First, the article for which no data are available for reproduction would be retracted. This might seem to be a harsh response and would put such articles on the same level as work in which the authors had committed plagiarism or data fabrication. However, we should ask ourselves: who has the burden of proof showing that an empirical analysis was carried out and needs to ensure that it can be reproduced? The burden should rest with the authors and if they can’t deliver by sharing data and code, the study looks similar to one that is based on fabricated results that lack any preceding empirical work. I am not saying all studies for which no reproduction data are available have been fabricated, but, empirically, we cannot tell the difference. So one might wonder why they should be treated differently.
A second, less far-reaching measure would be to flag publications with something like “Data not available. Study cannot be reproduced.” Such a stamp should be put on the publisher’s website and on the publication itself (e.g., on every page of a PDF). The publication would not be retracted, but the reader would be provided with the important auxiliary information that the results she is looking at cannot be reproduced. No single study can deliver conclusive results and all should be interpreted with caution and this should be even more the case when the underlying data is nonexistent.

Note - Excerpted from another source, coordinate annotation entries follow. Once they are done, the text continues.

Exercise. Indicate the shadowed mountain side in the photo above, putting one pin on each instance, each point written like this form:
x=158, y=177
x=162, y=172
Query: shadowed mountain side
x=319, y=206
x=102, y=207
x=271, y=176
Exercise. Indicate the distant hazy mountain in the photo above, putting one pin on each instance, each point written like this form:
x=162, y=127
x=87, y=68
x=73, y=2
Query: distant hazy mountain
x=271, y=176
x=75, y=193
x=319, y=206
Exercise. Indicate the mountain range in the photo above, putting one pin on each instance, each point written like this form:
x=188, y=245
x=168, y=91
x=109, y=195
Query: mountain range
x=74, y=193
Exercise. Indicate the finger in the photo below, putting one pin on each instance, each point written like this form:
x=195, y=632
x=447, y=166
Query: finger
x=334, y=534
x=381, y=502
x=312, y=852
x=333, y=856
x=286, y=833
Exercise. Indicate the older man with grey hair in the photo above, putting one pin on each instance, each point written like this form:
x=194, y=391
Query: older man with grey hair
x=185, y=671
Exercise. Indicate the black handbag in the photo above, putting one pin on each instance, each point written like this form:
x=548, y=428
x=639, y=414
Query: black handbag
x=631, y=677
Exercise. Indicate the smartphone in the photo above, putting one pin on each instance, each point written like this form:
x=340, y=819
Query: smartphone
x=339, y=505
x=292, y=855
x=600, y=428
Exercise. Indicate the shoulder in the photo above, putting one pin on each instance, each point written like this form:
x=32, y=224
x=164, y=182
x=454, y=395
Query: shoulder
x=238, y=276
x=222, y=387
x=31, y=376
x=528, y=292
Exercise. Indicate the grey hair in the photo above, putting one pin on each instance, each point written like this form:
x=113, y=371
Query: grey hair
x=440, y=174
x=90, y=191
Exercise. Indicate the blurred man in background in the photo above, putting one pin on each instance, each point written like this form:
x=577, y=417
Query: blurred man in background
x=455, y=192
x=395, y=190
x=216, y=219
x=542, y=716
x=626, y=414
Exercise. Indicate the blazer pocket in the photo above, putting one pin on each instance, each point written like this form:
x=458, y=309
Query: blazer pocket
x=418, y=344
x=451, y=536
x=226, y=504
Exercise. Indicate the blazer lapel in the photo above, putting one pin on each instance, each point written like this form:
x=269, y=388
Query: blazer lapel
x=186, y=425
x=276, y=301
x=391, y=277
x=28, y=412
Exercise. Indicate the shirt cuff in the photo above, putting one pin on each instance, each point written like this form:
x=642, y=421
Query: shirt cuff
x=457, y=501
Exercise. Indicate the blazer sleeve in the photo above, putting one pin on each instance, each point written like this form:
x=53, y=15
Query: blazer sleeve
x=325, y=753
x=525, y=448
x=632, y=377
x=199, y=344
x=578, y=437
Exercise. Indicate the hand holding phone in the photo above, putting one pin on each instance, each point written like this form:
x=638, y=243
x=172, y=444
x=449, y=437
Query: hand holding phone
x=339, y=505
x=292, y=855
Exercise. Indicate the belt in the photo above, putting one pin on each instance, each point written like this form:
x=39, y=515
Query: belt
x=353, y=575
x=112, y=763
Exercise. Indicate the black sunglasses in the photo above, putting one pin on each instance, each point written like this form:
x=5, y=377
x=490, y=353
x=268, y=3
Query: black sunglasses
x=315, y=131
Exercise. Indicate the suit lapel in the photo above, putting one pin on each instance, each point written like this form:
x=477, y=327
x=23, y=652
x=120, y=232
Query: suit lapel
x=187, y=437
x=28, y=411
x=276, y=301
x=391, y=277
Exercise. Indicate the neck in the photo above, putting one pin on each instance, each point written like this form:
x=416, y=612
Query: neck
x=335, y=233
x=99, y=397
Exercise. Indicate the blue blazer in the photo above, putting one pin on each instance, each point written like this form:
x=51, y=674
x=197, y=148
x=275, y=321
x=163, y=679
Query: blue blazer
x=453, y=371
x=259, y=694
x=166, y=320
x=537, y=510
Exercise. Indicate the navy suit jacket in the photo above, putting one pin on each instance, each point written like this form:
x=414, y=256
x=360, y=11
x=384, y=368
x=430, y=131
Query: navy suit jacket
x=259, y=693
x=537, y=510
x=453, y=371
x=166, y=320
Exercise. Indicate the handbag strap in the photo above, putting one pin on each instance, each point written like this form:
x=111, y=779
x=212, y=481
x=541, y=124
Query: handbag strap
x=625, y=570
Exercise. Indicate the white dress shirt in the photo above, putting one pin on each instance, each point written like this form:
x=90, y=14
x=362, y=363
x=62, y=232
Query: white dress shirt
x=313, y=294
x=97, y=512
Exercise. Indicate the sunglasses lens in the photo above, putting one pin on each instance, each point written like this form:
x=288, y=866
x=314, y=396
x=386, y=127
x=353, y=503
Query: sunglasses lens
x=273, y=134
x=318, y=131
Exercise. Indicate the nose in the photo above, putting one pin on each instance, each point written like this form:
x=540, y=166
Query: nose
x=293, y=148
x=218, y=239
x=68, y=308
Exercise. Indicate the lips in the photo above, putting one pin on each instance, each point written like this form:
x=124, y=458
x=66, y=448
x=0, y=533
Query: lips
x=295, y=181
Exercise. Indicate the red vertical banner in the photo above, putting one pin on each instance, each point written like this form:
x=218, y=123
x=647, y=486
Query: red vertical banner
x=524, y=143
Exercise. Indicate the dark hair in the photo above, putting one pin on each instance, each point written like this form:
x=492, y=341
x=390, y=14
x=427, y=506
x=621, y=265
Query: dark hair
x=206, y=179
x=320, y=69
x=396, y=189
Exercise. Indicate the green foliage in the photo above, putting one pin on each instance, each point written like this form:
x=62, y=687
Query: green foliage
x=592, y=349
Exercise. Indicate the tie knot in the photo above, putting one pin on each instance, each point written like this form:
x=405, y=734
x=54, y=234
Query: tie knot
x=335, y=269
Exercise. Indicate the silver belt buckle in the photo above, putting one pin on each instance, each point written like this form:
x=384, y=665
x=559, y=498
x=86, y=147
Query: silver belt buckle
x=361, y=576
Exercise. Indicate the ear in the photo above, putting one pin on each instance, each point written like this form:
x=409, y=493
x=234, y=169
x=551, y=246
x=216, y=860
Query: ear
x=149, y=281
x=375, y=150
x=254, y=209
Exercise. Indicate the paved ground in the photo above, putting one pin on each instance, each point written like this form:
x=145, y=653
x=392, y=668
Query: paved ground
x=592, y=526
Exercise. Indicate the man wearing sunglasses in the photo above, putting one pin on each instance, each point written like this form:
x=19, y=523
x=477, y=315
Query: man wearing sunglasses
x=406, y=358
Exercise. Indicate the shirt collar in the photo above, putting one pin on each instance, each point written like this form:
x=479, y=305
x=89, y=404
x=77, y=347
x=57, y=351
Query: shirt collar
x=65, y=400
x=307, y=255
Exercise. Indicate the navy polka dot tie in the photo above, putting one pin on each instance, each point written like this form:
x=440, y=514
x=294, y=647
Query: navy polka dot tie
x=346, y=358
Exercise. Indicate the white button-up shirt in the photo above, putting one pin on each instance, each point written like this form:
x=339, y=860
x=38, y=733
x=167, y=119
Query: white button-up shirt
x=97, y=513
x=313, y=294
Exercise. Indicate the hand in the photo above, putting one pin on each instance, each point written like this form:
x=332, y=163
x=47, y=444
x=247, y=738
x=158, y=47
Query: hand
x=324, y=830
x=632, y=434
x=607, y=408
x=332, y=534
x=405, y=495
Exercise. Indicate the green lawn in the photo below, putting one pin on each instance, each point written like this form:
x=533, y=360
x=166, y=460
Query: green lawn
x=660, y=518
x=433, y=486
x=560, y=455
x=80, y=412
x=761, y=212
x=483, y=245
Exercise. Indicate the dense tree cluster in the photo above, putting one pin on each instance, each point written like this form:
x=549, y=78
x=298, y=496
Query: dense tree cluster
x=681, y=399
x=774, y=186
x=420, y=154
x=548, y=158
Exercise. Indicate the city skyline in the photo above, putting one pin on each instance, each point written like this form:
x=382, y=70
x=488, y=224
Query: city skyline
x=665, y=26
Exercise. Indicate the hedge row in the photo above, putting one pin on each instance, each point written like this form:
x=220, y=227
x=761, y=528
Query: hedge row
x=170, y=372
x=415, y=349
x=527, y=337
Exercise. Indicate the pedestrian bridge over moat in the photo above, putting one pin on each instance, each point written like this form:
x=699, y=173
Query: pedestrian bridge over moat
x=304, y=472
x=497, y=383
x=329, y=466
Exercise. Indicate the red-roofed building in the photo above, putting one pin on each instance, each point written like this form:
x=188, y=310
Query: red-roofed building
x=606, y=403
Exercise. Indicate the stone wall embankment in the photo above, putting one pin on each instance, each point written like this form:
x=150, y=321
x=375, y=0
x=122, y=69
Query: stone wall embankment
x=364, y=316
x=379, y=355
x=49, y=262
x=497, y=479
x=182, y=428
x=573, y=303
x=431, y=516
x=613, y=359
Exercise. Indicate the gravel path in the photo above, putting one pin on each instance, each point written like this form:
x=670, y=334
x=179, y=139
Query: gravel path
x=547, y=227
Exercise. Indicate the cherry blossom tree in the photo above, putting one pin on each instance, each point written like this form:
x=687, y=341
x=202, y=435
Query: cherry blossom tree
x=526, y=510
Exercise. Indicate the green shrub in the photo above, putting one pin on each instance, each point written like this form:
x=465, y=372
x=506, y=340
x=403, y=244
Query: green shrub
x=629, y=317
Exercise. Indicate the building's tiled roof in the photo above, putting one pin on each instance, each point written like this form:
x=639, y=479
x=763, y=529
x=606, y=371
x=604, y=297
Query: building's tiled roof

The best option, of course, remains data archiving immediately following publication of a study and, hopefully, more and more journals and book publishers will make the online depositing of data and code a necessary requirement for the acceptance of a publication. Until we have reached this point, negative incentives might be useful complementary instruments. Evidently, the two proposals also require the collaboration of publishers and the retraction of non-reproducible articles might be difficult to achieve. However, flagging publications as lacking data for reproduction might be feasible once the loss of data is made public and brought to the editors’ attention, who hopefully, would feel compelled to take at least some form of action.